Now dream bigger. After the Tigers get through those games unscathed, they are 8-0 entering a regular season-closing four-game homestand that includes Georgia and their annual Iron Bowl showdown with Alabama. The Crimson Tide have lost twice in their last three visits, and payback for last year’s 52-21 beatdown would be sweet.
By this point, Auburn would be in the SEC title game against likely a team it beat in Georgia or Florida, or a fellow upstart from the East Division. It’s a huge leap of faith, but so was believing a missed field goal could be returned 100 yards for a touchdown as time expired six years ago.

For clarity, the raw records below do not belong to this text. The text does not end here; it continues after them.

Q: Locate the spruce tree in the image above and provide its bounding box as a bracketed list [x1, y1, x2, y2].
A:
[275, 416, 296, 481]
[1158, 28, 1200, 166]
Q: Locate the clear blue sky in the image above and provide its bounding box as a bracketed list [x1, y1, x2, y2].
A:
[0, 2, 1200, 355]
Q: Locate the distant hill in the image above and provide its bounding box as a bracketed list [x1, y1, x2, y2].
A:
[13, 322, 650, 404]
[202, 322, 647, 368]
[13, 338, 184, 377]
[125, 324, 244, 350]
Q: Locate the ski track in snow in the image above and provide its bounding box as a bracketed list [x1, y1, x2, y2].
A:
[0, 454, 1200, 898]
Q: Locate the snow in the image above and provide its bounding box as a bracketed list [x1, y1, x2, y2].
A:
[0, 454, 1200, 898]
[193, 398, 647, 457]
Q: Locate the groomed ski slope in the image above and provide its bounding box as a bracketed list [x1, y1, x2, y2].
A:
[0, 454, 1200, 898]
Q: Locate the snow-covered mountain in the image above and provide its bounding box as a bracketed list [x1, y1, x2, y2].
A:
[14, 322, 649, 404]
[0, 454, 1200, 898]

Iowa State (+20,000) – Now we’re getting into Sleeping Beauty-sleeper territory. The 21st-ranked Cyclones are a cut beneath Oklahoma and Texas in the Big 12, and they are even second banana to eternal rivals Iowa (No. 20) in the AP Top 25). But Iowa State returns the best defense in the conference and one of the best linemen in the country in defensive end JaQuan Bailey, who had 14.5 tackles for loss and eight sacks in 2018.
The challenge for coach Matt Campbell is to replenish his supply of skill players to complement quarterback Brock Purdy, who showed uncommon poise as a mid-season replacement his freshman season and guided Iowa State to its second straight eight-win season. Running back and two-time all-big 12 selection David Montgomery and big-play wide receiver Hakeem Butler both entered the NFL Draft and were selected early, but tight end Charlie Kolar has been tipped as potentially the best at his position in the conference.

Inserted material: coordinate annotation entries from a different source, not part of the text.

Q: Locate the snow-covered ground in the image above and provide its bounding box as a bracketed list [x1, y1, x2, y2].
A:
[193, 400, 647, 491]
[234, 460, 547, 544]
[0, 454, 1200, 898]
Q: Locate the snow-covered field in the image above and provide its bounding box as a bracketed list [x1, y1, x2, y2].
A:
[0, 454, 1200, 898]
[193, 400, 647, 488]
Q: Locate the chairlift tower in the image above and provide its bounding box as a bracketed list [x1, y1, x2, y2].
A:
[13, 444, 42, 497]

Iowa State has a manageable non-conference schedule that includes playing Iowa at home for the Cy-Hawk Trophy. If the Cyclones win that game, they could very well be 8-0 heading into a showdown at Oklahoma on Nov. 9, with Texas looming at home the week after.
Appalachian State (+25,000) – Remember when Appalachian State was the feel-good story of college football in 2007 and went to the Big House in Ann Arbor and stunned then-No. 5 Michigan as a Division I-AA school? Yeah, this is not those Mountaineers, who have won at least a share of the last three Sun Belt Conference titles and return 15 of 22 starters on both sides of the ball.
The Mountaineers have a new coach in Eli Drinkwitz, who was offensive coordinator at North Carolina State. He is expected to give more freedom to senior quarterback Zac Thomas, who completed 62.6 percent of his passes for 2,039 yards and 21 TDs. Appalachian State also has a returning 1,000-yard rusher in Darrynton Evans and all the key pieces of its receiving corps returning.
The defense, which ranked fourth nationally in scoring and sixth in yards allowed, will be anchored by returning linebackers Akeem Davis-Gaither, Jordan Fehr, and Noel Cook as new coordinator Ted Roof has opted to stay with the 3-4 formation that allowed Appalachian State to find success moving up from the since renamed FCS level.
Northwestern (+30,000) – First, let’s talk about the national disrespect from AP voters – the Wildcats are not even in the preseason Top 25 despite coming off a season in which they won the West Division of the Big Ten by three games. They received fewer votes than Army, for crying out loud.
An offense that made vanilla look exciting last season is expected to get a jolt from Hunter Johnson, who is eligible after sitting out last season following his transfer from Clemson. A five-star recruit coming out of high school, Johnson is the type of player that rarely lands in Evanston, yet coach Pat Fitzgerald has tasked him with lifting an offense that ranked 99th out of 129 FBS schools in scoring at 24.2 points per game and in the bottom 10 for yards per play and percentage of plays gaining 10 or more yards.
On the defensive side, Northwestern may have the deepest front seven in the Big Ten, anchored on the first level by end Joe Gaziano and linebacker Paddy Fisher in the second. The defensive backfield may not have a standout player, but safety JR Pace and cornerback Greg Newsome II could emerge as standout players.